Genomic insights that advance the species definition for prokaryotes

Abstract
To help advance the species definition for prokaryotes, we have compared the gene content of 70 closely related and fully sequenced bacterial genomes to identify whether species boundaries exist, and to determine the role of the organism9s ecology on its shared gene content. We found the average nucleotide identity (ANI) of the shared genes between two strains to be a robust means to compare genetic relatedness among strains, and that ANI values of ≈94% corresponded to the traditional 70% DNA–DNA reassociation standard of the current species definition. At the 94% ANI cutoff, current species includes only moderately homogeneous strains, e.g., most of the >4-Mb genomes share only 65–90% of their genes, apparently as a result of the strains having evolved in different ecological settings. Furthermore, diagnostic genetic signatures (boundaries) are evident between groups of strains of the same species, and the intergroup genetic similarity can be as high as 98–99% ANI, indicating that justifiable species might be found even among organisms that are nearly identical at the nucleotide level.
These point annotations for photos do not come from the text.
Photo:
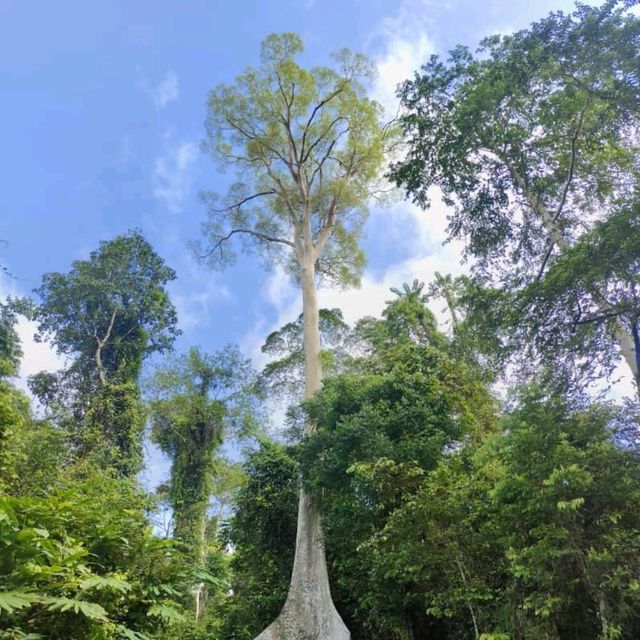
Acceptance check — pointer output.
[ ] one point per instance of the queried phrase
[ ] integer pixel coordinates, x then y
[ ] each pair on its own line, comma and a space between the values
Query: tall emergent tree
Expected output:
534, 143
107, 314
307, 146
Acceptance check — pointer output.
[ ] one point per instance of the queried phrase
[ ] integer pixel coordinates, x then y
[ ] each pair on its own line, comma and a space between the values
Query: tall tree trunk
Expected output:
309, 612
625, 340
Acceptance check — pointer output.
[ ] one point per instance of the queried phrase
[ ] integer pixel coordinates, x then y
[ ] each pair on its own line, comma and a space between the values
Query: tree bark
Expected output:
309, 612
624, 339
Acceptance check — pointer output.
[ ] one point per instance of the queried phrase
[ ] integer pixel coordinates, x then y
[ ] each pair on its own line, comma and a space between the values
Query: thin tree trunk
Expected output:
626, 344
309, 612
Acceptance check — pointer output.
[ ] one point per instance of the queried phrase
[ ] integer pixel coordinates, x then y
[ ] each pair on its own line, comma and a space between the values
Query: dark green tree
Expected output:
262, 534
533, 142
106, 314
197, 399
307, 146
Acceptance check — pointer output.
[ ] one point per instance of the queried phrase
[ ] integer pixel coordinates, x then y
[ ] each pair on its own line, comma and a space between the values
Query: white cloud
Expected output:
37, 356
165, 91
402, 44
172, 178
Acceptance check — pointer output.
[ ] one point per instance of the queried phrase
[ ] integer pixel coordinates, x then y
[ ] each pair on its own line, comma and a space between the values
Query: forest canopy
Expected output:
454, 468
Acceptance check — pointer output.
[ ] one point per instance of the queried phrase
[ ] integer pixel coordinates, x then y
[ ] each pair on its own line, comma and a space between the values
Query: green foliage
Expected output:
111, 310
10, 349
71, 570
533, 144
284, 376
262, 533
307, 146
194, 398
527, 535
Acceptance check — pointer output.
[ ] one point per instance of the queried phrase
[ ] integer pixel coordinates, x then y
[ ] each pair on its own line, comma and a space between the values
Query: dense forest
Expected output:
473, 478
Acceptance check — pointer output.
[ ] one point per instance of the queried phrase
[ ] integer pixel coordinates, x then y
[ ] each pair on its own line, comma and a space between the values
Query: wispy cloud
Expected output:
37, 356
165, 91
172, 177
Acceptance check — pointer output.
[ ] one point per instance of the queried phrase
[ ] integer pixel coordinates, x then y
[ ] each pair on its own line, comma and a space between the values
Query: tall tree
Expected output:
534, 143
107, 313
307, 146
193, 397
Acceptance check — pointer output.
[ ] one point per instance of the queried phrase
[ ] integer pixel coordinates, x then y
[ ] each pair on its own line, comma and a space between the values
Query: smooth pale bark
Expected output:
625, 340
309, 612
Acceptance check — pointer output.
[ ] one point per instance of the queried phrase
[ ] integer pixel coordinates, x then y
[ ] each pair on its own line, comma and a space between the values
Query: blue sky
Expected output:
103, 106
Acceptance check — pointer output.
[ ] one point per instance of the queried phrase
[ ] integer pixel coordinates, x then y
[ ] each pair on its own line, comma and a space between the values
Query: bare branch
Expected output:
263, 237
238, 204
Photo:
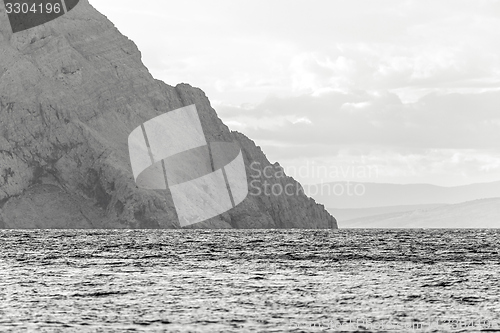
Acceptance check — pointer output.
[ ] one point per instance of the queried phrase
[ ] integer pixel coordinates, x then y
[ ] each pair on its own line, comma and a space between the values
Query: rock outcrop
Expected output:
71, 91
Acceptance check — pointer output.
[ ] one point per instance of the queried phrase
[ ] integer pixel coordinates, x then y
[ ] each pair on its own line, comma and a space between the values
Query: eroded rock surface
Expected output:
70, 93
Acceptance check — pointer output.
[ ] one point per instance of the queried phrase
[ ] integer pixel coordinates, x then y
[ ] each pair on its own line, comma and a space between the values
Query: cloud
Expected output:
450, 121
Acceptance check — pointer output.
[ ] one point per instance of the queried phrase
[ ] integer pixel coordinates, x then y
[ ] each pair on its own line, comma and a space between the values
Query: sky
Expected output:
367, 91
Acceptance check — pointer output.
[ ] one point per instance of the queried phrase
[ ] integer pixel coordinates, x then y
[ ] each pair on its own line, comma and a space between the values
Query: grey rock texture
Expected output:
71, 91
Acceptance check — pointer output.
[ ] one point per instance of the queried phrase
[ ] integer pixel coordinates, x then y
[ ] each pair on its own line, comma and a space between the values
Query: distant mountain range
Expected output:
378, 205
343, 195
483, 213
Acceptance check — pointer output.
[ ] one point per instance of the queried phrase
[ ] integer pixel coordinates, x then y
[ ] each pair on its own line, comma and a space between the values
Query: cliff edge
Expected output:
71, 91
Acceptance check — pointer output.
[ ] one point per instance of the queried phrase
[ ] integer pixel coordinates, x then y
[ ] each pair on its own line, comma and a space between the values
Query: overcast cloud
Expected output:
408, 88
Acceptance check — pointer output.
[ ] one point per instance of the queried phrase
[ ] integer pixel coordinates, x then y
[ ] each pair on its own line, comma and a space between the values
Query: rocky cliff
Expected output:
71, 91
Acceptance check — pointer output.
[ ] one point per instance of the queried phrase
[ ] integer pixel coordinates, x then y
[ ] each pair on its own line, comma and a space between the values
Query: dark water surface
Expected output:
250, 280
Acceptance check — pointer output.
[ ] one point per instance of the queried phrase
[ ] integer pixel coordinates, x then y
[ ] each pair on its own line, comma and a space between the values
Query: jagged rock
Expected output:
71, 91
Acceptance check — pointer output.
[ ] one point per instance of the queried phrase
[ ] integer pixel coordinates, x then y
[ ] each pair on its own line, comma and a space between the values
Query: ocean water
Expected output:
250, 280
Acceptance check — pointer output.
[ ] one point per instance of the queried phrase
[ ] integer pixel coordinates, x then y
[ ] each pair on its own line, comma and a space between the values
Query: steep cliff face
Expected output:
71, 91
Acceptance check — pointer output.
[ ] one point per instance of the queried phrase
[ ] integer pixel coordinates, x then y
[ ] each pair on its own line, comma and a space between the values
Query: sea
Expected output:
348, 280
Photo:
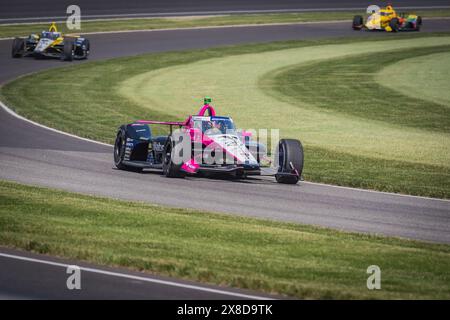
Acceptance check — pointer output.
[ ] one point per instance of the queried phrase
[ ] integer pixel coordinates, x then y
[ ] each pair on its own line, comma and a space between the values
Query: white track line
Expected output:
220, 27
223, 12
205, 27
146, 279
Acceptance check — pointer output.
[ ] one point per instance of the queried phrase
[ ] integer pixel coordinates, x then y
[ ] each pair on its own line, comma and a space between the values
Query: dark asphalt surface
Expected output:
57, 8
36, 280
34, 155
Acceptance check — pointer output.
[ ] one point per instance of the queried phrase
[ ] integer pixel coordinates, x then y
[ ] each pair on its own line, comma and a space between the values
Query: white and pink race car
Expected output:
205, 144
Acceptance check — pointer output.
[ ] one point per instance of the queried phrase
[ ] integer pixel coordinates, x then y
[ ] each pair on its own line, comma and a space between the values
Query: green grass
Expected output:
15, 30
295, 260
375, 148
423, 78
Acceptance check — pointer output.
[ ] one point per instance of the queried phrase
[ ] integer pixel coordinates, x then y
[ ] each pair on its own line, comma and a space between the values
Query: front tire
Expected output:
18, 48
394, 24
290, 158
357, 23
119, 151
170, 169
68, 51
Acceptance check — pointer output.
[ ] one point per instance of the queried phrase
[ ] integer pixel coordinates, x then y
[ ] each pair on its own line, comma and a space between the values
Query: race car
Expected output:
387, 19
204, 144
52, 44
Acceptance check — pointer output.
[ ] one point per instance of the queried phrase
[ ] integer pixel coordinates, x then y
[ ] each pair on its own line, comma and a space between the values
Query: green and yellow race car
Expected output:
387, 19
52, 44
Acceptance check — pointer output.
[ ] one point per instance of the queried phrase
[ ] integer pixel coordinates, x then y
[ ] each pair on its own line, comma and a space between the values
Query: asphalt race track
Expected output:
35, 155
25, 275
30, 10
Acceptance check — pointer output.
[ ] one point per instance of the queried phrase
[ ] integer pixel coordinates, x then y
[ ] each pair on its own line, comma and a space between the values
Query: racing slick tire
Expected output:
357, 23
18, 48
68, 51
170, 169
119, 151
290, 157
394, 24
418, 23
87, 50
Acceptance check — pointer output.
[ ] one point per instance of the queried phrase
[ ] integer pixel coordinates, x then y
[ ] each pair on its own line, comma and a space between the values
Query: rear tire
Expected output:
18, 48
357, 23
418, 23
290, 154
119, 152
68, 51
170, 169
394, 24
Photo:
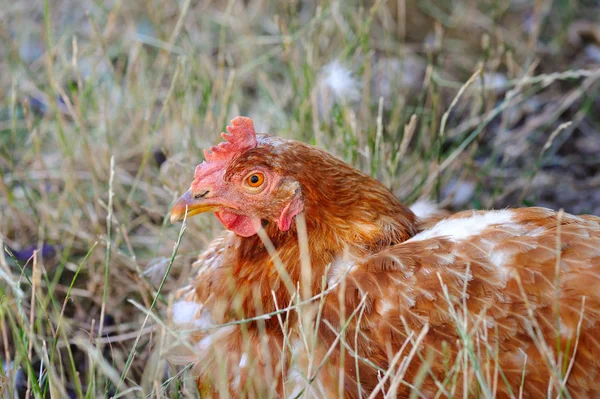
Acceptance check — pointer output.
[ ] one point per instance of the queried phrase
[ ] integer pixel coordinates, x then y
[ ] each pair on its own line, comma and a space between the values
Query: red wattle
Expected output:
241, 225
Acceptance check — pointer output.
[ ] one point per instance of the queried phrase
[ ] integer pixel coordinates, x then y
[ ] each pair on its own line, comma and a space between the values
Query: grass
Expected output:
106, 106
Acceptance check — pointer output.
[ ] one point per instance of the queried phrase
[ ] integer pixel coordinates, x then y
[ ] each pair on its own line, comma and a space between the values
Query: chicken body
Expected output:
354, 298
Notably, a large fraction, e.g., up to 65%, of the differences in gene content within species is associated with bacteriophage and transposase elements, revealing an important role of these elements during bacterial speciation. Our findings are consistent with a definition for species that would include a more homogeneous set of strains than provided by the current definition and one that considers the ecology of the strains in addition to their evolutionary distance.